Three of the follow-on Chinese H-6 bombers were damaged by the nuclear blast and had to turn back for home, but seven of its wingmen survived the shock wave, intense flash, and electromagnetic pulse and raced in to their target. The lead bomber that had carried the HY-3 missiles carried 12,000 pounds of gravity weapons in its bomb bay; the others who had not been carrying cruise missiles held 19,000 pounds of bombs. The fires on Penghu and Yuweng Islands, the two main fortified islands in the Pescadores, made initial target location easy, and the H-6’s bombardiers picked out the crucial military targets with ease. The lead bomber began the attack with four 2,000-pound high-explosive bombs, cratering the naval yard, headquarters buildings, radar sites, and fixed coastal air and ship defense sites. Two of the follow-on bombers also used large high-explosive bombs, while the rest followed with eighteen 1,000- pound cluster bombs, which scattered thousands of antipersonnel bomblets and anti-vehicle mines throughout the islands.

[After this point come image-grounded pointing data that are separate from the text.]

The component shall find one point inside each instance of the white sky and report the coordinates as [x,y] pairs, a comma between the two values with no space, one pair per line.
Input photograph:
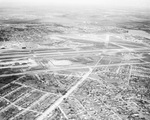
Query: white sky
[121,3]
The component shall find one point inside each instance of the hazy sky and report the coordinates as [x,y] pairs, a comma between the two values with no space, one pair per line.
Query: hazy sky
[121,3]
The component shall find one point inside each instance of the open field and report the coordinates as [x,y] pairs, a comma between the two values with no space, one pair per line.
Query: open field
[75,66]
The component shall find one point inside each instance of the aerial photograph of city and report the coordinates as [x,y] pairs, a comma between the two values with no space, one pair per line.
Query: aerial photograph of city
[74,59]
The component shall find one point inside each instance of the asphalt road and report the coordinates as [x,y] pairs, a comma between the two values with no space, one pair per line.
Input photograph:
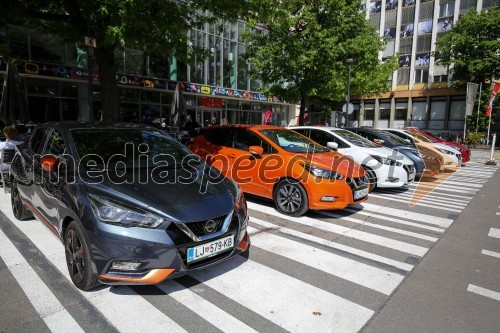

With the outer air defense structure collapsed, the attack on the Taiwanese home island of Formosa itself could begin. The northern attack group launched nuclear-armed Hai-Ying-3 missiles at the Republic of Chinas air force base at Hsinchu, just forty miles southwest of the Taiwanese capital of Taipei, and at the air force base at Taichung; the southern strike package launched nuclear HY-3 missiles at the air force base at Tainan and another missile at the Taiwanese naval facility at Tsoying, just a few miles north of the large industrial city of Kaohsiung. All of the attacks were devastating. Even after suffering heavy losses when the bombers flew close to surviving air defense sites, more than two-thirds of the Chinese H-6 bombers survived and successfully attacked their targets with bombs and cluster munitions.